Troubleshooting this may prove not be easy. You need to install the privative Nvidia drivers if you haven't done so. If you don't see improvement in the graphics performance, then be almost assured that is bad RAM modules or the Hard Disk failing. The hard disk can be tested if you use a Live system (should be USB to properly measure the fastest performance, since CD's are slow), bad memory modules come often accompanied with other random errors but it worth a shot testing it.
As a final test, you should also check if your BIOS settings are optimum, and the BIOS is updated, your laptop isn't filled with dust (dust tends to traps heat, and the system throttle performance when hot).
You should probably noticed by now, that I could still list more reasons, since system performance could be affected even if the combination of hardware components/software is not adequate and finding out the perfect balance is, well... difficult.
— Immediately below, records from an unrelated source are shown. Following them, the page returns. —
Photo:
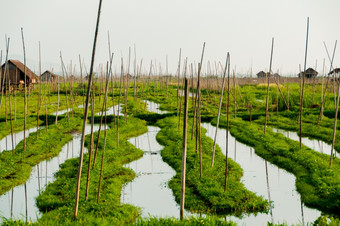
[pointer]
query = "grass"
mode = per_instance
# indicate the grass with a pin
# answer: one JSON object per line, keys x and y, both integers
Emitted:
{"x": 15, "y": 168}
{"x": 57, "y": 201}
{"x": 206, "y": 195}
{"x": 318, "y": 184}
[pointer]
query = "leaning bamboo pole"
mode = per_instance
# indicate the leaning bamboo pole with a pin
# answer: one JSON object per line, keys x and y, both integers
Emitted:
{"x": 2, "y": 83}
{"x": 335, "y": 122}
{"x": 39, "y": 94}
{"x": 178, "y": 74}
{"x": 184, "y": 152}
{"x": 268, "y": 77}
{"x": 303, "y": 85}
{"x": 219, "y": 111}
{"x": 105, "y": 133}
{"x": 323, "y": 100}
{"x": 25, "y": 99}
{"x": 85, "y": 116}
{"x": 180, "y": 102}
{"x": 227, "y": 130}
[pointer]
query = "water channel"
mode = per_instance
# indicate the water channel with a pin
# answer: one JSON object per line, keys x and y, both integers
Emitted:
{"x": 267, "y": 180}
{"x": 12, "y": 203}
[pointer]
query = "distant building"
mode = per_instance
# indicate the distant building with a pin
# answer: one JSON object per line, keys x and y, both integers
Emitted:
{"x": 15, "y": 73}
{"x": 48, "y": 76}
{"x": 309, "y": 73}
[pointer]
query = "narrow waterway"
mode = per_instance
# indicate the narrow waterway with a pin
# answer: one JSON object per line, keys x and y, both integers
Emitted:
{"x": 149, "y": 190}
{"x": 13, "y": 204}
{"x": 6, "y": 142}
{"x": 153, "y": 107}
{"x": 316, "y": 145}
{"x": 267, "y": 180}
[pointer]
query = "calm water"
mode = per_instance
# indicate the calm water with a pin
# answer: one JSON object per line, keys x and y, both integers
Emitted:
{"x": 316, "y": 145}
{"x": 6, "y": 142}
{"x": 149, "y": 190}
{"x": 41, "y": 175}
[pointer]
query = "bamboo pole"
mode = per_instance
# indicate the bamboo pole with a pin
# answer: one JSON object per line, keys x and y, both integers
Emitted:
{"x": 335, "y": 123}
{"x": 85, "y": 116}
{"x": 105, "y": 133}
{"x": 323, "y": 100}
{"x": 180, "y": 103}
{"x": 184, "y": 152}
{"x": 91, "y": 149}
{"x": 303, "y": 84}
{"x": 10, "y": 116}
{"x": 178, "y": 74}
{"x": 39, "y": 95}
{"x": 268, "y": 77}
{"x": 25, "y": 99}
{"x": 2, "y": 82}
{"x": 227, "y": 129}
{"x": 219, "y": 111}
{"x": 101, "y": 118}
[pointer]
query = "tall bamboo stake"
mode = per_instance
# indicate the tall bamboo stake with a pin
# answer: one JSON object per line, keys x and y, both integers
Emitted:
{"x": 25, "y": 100}
{"x": 180, "y": 104}
{"x": 178, "y": 74}
{"x": 335, "y": 122}
{"x": 303, "y": 84}
{"x": 268, "y": 77}
{"x": 227, "y": 130}
{"x": 105, "y": 133}
{"x": 85, "y": 116}
{"x": 39, "y": 95}
{"x": 184, "y": 152}
{"x": 2, "y": 83}
{"x": 219, "y": 111}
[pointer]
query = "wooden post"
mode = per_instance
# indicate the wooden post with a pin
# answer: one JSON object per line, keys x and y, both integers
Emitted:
{"x": 335, "y": 122}
{"x": 268, "y": 77}
{"x": 25, "y": 100}
{"x": 303, "y": 83}
{"x": 227, "y": 130}
{"x": 219, "y": 111}
{"x": 184, "y": 153}
{"x": 85, "y": 116}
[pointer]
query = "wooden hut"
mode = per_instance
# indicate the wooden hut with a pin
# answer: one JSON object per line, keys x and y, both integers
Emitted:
{"x": 309, "y": 73}
{"x": 48, "y": 76}
{"x": 15, "y": 74}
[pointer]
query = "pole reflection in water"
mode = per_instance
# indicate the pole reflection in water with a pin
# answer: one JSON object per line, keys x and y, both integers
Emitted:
{"x": 286, "y": 204}
{"x": 22, "y": 198}
{"x": 149, "y": 190}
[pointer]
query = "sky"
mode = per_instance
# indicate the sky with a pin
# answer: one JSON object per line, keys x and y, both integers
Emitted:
{"x": 158, "y": 29}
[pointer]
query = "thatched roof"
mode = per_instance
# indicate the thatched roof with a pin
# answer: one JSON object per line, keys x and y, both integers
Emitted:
{"x": 22, "y": 68}
{"x": 309, "y": 73}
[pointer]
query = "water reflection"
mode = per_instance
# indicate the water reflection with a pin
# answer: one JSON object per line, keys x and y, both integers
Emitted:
{"x": 154, "y": 107}
{"x": 149, "y": 190}
{"x": 316, "y": 145}
{"x": 12, "y": 203}
{"x": 6, "y": 142}
{"x": 268, "y": 181}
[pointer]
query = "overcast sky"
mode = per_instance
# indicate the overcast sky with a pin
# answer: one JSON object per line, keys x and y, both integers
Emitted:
{"x": 159, "y": 28}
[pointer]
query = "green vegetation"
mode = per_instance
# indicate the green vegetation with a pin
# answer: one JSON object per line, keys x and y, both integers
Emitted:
{"x": 16, "y": 168}
{"x": 57, "y": 201}
{"x": 318, "y": 184}
{"x": 206, "y": 195}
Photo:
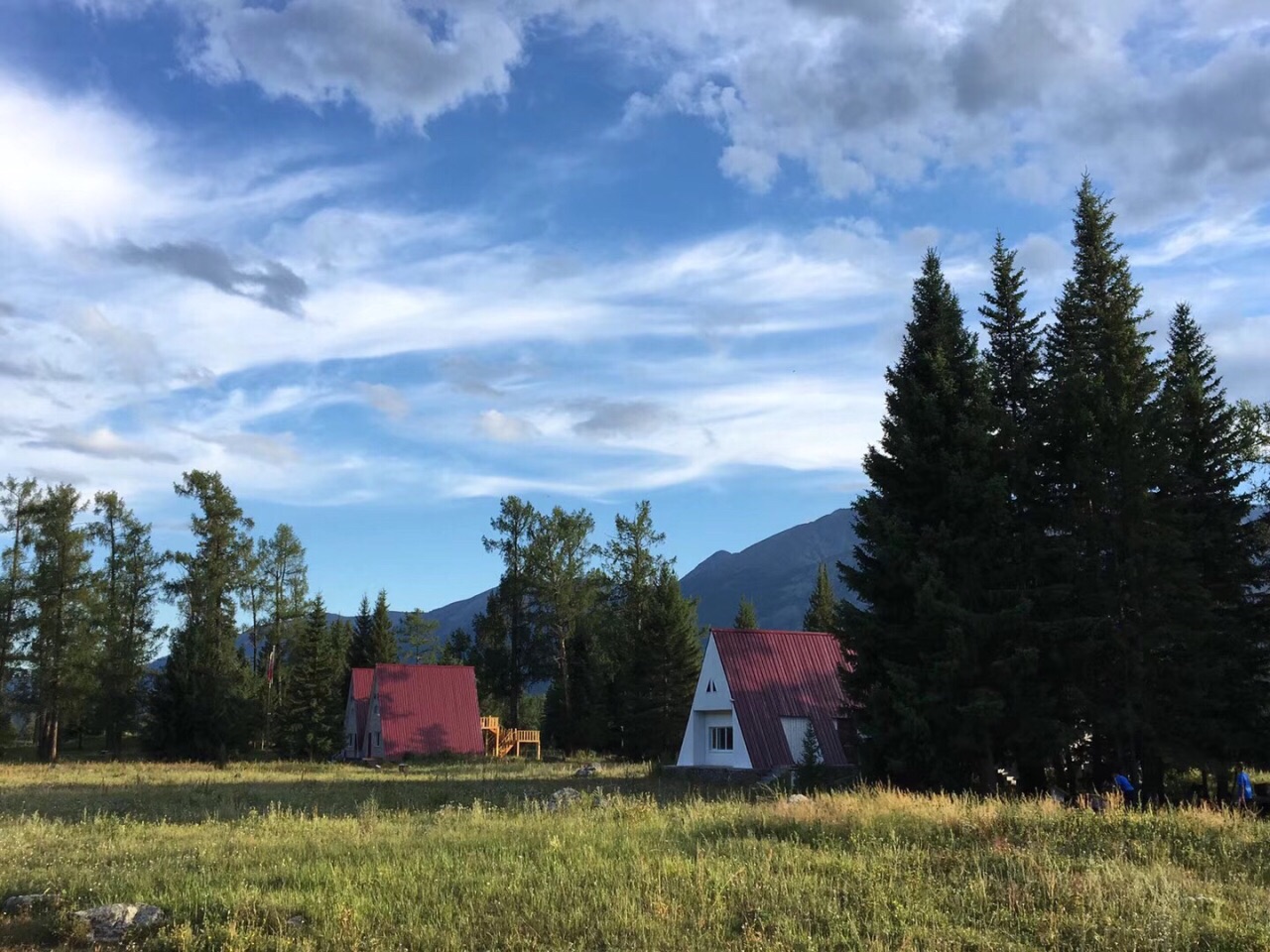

You will seldom get optimum speed with dual boot, but it should be good at most of time.
You may have to clean
RAM
from within ubuntu and reboot to ubuntu first.To clean
RAM
As root
#: free -m
verify actual RAM status#: sync
Force changed blocks to disk, update the super block.#: echo 3 > /proc/sys/vm/drop_caches
Writing to this will cause the kernel to drop caches, dentries and inodes from memory, causing that memory to become free.